1. You can choose to break the input/output messages and map their contents to individual method arguments, or make a method with one input message parameter and one output message parameter without changing what gets sent/received on the wire.
2. You can de/serialize your message parameters to a stream, xml, or a strong type without changing what gets sent/received on the wire.
3. You can map request/response pairs to method calls, or to different sending and recieving services without changing what gets sent/received on the wire.

Number 4 impacts what you have on the wire, but, I feel I can be message/document-oriented whether I use actions and reuse message definitions where appropriate, or whether I prefer to have a distinct message for everything...

I think being message-oriented has a lot to do with the way you look at the edges of your system in terms of the contracts you define, and the types of exchanges you employ.

If I were to say a system is message-oriented, I think I'd be saying that the conversations held at system boundaries involve the exchange of messages.

A message has been defined in a few different places: Enterprise Integrations patterns says it is "an atomic packet of data that can be transmitted on a channel."[1] Don Box et. al have defined it as "a complete unit of data available to be sent or received by services. It is a self-contained unit of information exchange..."[2] These are fine definitions, but I know they didn't help me a ton in thinking about "message-orientation" because I already thought of messages as kind of atomic in nature. I think the idea that helps me most is putting the messages in the context of conversations.

Request response is one type of conversation that is very useful and shouldn't be dismissed just because it is common. That said, when you think about other factors of "service orientation" like the impact of autonomy on the way you treat data, then I think several other conversation styles become useful... anyway. I think that's what message-oriented means... you are thinking first about the messages and the exchanges... programming model, while important, is something that is a separate piece of work.

[1]http://www.enterpriseintegrationpatterns.com/MessagingComponentsIntro.html
[2]http://msdn.microsoft.com/webservices/default.aspx?pull=/library/en-us/dnwebsrv/html/introwsa.asp
Anonymous wrote re: What do people mean by document-oriented?
on 01-23-2005 6:56 PM
It means document-in, document-out; that I know I can submit a document to any service, and get a document back in return. This requires that all services expose a common operation. This is also where the loose coupling commonly associated with document orientation comes from.
Nick Parker wrote re: What do people mean by document-oriented?
on 02-12-2005 6:13 AM
Tim,

I recently had a post on my blog where I discuss some of the differences between the Microsoft and Java web frameworks.

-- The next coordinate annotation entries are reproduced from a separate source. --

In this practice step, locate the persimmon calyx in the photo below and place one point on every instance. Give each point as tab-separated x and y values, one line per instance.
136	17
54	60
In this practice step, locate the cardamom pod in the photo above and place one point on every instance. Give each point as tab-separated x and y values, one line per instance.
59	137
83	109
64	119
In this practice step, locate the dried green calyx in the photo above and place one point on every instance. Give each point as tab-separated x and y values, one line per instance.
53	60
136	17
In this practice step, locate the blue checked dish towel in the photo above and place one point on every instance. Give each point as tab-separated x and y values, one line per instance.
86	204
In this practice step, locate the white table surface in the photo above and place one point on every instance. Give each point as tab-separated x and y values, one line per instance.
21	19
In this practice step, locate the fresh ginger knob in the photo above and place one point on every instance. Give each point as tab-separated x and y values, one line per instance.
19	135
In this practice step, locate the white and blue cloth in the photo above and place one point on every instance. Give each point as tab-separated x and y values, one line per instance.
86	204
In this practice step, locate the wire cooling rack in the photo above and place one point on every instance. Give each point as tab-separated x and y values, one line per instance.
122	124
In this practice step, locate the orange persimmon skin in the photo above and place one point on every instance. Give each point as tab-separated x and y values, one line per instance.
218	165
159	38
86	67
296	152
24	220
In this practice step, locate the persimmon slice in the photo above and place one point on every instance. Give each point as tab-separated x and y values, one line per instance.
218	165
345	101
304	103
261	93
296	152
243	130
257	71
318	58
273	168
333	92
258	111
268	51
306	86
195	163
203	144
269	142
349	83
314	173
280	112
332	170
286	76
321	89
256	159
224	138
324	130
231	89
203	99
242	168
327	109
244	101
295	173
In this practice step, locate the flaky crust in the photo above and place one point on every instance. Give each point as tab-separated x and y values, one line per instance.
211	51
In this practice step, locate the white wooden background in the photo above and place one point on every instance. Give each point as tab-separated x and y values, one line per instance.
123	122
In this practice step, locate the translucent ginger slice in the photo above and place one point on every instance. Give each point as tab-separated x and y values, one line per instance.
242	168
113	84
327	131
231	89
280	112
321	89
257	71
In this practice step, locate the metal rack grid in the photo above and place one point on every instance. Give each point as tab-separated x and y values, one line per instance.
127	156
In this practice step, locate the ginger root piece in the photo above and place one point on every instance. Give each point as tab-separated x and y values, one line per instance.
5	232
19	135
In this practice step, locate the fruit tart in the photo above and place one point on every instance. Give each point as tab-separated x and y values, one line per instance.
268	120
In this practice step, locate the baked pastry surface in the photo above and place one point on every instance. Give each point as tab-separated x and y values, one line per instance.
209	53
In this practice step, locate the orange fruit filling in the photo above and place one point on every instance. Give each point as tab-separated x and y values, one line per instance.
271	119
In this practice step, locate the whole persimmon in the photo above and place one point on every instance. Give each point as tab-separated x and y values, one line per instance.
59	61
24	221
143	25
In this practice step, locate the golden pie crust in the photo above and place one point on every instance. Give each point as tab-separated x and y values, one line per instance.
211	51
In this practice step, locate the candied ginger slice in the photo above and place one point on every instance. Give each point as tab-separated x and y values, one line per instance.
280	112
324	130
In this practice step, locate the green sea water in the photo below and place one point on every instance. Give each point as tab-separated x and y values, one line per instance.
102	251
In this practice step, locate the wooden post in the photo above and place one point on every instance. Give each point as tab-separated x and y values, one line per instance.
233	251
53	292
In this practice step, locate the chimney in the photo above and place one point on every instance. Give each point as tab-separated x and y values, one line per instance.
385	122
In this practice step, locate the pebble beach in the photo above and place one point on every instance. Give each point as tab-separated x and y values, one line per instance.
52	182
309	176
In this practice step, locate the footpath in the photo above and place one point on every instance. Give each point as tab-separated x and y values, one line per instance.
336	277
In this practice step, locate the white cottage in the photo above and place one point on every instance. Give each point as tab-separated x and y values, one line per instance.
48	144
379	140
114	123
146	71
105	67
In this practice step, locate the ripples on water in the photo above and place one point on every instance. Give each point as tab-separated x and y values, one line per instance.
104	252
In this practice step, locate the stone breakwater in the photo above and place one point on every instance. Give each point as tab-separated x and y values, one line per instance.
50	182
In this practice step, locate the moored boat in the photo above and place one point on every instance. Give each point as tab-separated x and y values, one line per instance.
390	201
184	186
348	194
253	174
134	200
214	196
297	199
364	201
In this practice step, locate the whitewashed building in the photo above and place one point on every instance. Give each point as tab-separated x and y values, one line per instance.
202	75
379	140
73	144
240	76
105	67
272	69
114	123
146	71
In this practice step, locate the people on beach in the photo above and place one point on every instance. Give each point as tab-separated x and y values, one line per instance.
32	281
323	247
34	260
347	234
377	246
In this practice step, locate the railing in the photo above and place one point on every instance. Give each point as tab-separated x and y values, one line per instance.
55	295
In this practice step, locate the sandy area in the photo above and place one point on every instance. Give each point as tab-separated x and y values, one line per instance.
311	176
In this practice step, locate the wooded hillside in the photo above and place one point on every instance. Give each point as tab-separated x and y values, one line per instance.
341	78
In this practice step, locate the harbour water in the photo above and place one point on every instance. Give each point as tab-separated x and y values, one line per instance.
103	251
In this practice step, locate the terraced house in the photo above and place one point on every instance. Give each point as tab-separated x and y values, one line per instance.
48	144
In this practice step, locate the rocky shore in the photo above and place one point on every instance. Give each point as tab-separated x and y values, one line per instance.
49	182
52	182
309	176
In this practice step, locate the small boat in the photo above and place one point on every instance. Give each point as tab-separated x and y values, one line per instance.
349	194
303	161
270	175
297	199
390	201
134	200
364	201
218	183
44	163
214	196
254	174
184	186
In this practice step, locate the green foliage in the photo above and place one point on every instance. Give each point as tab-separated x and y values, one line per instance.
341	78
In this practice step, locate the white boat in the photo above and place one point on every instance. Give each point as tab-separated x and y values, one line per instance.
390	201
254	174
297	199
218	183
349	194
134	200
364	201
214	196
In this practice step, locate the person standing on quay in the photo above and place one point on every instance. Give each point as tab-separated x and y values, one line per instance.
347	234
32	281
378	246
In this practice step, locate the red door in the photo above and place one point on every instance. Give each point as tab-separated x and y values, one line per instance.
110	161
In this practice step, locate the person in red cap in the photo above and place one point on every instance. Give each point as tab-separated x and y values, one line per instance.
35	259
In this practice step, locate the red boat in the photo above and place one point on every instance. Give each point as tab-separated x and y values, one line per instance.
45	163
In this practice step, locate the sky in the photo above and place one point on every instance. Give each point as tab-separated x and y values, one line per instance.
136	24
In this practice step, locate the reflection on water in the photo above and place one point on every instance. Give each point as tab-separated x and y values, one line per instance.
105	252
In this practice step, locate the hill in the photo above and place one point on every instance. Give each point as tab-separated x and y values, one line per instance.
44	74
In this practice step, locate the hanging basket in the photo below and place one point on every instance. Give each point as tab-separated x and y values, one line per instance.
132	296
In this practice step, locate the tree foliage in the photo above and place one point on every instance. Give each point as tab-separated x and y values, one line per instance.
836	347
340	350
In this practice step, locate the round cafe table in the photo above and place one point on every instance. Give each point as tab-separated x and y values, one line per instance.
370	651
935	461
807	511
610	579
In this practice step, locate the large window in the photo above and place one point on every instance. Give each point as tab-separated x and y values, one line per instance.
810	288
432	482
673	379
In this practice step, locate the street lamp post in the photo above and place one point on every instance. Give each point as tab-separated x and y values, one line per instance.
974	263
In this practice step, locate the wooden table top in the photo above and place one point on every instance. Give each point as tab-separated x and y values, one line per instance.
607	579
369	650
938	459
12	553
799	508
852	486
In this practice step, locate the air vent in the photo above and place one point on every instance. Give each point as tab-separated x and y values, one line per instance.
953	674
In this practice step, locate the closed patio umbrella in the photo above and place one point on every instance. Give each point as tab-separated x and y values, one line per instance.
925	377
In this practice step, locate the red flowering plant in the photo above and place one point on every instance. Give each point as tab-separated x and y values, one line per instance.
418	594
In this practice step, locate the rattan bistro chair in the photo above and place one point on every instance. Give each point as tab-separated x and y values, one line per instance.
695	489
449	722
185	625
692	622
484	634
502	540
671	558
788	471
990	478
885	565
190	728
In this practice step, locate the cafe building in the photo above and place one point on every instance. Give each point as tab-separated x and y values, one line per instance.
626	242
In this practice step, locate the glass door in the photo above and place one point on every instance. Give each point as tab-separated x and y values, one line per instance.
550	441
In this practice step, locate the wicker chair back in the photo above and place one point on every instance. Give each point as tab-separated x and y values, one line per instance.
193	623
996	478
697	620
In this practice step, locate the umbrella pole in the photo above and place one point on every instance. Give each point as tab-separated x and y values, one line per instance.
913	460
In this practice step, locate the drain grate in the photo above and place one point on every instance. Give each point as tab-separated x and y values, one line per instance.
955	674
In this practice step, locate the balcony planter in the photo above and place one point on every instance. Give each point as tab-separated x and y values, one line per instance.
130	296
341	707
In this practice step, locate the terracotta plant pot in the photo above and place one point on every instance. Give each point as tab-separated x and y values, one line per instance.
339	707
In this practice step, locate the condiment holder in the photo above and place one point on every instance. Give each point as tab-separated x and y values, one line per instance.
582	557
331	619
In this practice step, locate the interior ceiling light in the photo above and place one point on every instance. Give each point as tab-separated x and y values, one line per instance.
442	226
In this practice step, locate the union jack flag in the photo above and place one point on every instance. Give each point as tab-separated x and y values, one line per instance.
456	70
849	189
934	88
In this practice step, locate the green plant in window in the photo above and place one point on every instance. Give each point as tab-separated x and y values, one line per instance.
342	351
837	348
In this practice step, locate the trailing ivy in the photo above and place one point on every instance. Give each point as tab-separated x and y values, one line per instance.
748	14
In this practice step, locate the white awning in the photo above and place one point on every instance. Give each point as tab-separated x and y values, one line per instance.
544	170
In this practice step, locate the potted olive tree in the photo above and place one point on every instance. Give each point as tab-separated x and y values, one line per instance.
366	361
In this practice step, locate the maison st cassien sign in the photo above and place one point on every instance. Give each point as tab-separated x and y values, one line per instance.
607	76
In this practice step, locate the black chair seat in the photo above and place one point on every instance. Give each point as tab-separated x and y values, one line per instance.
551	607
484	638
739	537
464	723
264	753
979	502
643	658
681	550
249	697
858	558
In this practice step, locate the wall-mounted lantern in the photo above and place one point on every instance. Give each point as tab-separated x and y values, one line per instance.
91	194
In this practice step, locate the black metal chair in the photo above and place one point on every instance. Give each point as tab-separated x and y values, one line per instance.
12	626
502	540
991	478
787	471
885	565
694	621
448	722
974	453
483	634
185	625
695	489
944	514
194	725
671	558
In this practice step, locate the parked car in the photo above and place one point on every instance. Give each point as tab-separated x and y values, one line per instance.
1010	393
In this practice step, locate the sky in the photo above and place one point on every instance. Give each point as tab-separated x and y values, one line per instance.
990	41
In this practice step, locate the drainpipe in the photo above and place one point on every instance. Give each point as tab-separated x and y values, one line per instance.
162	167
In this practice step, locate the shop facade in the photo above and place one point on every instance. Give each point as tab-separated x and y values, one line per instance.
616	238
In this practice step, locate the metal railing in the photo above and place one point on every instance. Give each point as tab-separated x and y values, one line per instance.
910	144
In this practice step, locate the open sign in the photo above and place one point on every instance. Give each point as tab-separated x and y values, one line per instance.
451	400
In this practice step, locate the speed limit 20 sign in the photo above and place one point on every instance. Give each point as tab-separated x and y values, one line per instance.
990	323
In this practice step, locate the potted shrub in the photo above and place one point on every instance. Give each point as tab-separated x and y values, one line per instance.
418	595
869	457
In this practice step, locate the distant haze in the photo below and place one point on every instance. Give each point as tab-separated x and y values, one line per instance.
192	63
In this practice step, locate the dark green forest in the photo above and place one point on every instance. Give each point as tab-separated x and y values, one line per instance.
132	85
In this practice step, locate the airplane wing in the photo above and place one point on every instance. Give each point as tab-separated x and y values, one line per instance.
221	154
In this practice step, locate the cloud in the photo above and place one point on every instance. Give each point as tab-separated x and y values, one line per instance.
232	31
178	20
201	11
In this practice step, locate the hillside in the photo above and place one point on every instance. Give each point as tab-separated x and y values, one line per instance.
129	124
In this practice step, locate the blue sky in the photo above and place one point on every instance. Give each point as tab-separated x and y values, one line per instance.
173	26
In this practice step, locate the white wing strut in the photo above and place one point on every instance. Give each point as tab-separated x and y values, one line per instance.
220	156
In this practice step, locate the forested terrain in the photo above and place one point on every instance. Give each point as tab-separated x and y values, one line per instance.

http://developernotes.com/archive/2005/02/01/263.aspx
KALOLO wrote re: What do people mean by document-oriented?
on 03-25-2005 5:27 PM
CAN YOU HELP MR IN DEFINE WHAT IS MEAN BY DOCUMENT ORIENTATION?
KALOLO wrote re: What do people mean by document-oriented?
on 03-25-2005 5:30 PM
IS THE STYLE THAT IMPLIES A LARGE GAIN OPERATION
KALOLO wrote re: What do people mean by document-oriented?
on 03-25-2005 5:30 PM
IS THE STYLE THAT IMPLIES A LARGE GAIN OPERATION
Don Smith wrote What document-oriented means to me
on 06-14-2005 3:17 PM
I'm WAY behind on my blog reading (and writing) ... so, in an attempt to recify that, I'm going back...
Don Smith (dev4net) wrote What document-oriented means to me
on 06-15-2005 1:02 PM
jimargon wrote re: What do people mean by document-oriented?
on 03-29-2007 6:31 AM
It is a way to create WS where you don't have to specify any method name or parametres, so the body of the message has a free schema. The opposite of the document-oriented is the RPC-oriented that must send a method name with a set of parametres and must receive the return value with some optional output parametres.